De acordo com o MJ, a tropa saiu de Luiziânia (GO), onde fica a base da Força Nacional, às 7h desta quarta-feira, e deverá percorrer de carro cerca de 2.300 km. Os policiais devem chegar na madrugada de quinta-feira, e vão permanecer até o término da greve. O ministério não informou quantos homens enviou ao Estado "por questões de segurança".

Os servidores de segurança entraram em greve porque pleiteiam reajuste salarial. Segundo o coronel Francisco de Assis Silva, presidente do Clube dos Oficiais da Polícia e Bombeiro Militar da Paraíba, o reajuste salarial estava previsto no governo passado, mas foi cancelado no atual governo. "Uma lei aprovada na gestão anterior prevê o ajuste salarial da área da Segurança Pública, mas o governo suspendeu com uma liminar na Justiça", afirmou Silva.

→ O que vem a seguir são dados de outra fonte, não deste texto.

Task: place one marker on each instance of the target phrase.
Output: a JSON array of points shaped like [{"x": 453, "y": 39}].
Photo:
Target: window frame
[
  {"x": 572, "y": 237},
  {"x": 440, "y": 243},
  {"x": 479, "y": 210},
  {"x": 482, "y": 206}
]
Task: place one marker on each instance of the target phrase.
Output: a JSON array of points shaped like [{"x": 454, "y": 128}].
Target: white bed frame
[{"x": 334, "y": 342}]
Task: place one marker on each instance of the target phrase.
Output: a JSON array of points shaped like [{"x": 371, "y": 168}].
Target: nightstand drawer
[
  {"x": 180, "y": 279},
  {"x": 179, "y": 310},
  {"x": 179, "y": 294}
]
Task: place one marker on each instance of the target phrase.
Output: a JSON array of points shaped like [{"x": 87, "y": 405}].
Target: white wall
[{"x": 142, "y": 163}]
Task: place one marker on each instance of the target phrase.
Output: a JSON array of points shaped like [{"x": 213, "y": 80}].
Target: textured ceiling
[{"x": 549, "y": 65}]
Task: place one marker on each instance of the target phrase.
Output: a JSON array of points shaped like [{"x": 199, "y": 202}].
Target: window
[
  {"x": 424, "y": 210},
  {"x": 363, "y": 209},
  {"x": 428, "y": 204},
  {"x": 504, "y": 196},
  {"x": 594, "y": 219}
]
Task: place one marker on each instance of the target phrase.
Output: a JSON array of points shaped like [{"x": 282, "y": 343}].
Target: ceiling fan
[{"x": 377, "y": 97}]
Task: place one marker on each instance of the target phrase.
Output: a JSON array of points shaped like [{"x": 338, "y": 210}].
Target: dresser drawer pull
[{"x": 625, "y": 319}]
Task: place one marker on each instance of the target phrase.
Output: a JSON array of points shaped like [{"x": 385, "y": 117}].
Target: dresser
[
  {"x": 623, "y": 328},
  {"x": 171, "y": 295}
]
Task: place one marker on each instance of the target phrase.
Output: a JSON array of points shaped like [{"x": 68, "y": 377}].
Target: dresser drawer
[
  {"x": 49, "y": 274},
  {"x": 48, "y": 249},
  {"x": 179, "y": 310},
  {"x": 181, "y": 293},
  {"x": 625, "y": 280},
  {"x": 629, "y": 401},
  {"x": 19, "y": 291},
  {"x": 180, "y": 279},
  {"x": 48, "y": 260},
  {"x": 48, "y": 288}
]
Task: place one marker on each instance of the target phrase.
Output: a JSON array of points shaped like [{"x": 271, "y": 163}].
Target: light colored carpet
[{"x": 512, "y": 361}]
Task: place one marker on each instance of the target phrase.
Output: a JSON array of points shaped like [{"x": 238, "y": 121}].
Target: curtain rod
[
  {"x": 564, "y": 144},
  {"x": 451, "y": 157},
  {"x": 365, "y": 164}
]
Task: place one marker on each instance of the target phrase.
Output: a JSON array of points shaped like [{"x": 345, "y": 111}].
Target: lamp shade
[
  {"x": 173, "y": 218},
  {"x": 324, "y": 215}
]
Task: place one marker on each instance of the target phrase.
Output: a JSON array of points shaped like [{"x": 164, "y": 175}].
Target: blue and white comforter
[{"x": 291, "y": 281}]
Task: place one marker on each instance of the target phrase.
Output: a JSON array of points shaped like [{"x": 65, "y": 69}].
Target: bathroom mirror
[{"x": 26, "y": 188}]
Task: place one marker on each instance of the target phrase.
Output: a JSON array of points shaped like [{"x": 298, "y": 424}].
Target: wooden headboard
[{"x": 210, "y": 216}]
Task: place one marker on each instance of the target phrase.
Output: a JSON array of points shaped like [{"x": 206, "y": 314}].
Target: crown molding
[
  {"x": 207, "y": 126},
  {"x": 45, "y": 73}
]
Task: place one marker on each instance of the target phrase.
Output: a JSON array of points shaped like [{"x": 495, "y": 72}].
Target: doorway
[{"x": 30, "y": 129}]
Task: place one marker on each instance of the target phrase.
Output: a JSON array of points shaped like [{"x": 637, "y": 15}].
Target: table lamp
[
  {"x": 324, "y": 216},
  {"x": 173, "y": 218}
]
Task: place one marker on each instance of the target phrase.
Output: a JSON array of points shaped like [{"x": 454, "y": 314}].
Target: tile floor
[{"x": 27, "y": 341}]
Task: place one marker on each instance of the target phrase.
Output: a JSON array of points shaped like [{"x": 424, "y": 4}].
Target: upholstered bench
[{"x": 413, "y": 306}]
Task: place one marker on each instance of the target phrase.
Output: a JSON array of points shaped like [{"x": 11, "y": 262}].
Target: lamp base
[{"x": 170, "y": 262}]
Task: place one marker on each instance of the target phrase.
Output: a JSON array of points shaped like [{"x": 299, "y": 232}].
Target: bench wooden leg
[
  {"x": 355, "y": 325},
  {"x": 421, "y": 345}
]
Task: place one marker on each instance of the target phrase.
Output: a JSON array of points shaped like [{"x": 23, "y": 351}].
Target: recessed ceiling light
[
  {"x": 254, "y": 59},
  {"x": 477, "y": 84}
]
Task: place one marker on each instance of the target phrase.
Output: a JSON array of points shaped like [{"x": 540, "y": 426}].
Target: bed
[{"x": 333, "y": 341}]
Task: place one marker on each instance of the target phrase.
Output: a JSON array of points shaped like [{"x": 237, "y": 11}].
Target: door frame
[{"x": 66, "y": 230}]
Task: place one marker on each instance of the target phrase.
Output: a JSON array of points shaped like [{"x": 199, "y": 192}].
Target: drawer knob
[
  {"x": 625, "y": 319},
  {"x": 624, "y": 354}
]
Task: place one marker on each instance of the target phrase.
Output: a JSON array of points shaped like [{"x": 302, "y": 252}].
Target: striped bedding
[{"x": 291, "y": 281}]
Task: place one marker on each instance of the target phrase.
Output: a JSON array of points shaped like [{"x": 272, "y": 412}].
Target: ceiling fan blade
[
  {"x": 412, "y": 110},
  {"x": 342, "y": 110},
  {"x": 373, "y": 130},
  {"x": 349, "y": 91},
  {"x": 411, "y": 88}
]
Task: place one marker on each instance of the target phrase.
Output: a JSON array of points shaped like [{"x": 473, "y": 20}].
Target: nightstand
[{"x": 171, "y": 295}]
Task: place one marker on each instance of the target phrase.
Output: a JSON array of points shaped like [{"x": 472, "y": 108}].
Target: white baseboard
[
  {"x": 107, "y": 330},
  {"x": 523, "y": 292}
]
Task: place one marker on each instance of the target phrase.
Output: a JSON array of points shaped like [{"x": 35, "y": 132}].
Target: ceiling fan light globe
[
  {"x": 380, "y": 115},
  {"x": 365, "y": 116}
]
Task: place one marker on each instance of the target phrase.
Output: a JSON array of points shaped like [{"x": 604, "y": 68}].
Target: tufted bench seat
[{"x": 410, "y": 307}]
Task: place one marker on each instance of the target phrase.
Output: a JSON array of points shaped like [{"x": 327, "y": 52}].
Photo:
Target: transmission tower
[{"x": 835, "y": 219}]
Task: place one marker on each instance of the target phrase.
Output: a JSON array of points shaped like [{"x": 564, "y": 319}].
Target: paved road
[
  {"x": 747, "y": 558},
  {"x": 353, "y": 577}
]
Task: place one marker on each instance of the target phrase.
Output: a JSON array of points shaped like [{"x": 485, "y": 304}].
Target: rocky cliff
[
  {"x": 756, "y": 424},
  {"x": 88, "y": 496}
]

A Procuradoria Geral do Estado da Paraíba entrou, na terça-feira, com uma ação na Justiça para pedir a ilegalidade da paralisação dos policiais do Estado, iniciada na segunda-feira. De acordo com a procuradora-chefe do Estado, Livânia Farias, o Governo acionou a Justiça para assegurar a prestação de serviço essencial à população e manutenção da ordem pública e da paz social. "O Estado não pode ficar sem segurança pública. Esse é um direito do cidadão e um dever do Governo", afirmou ela.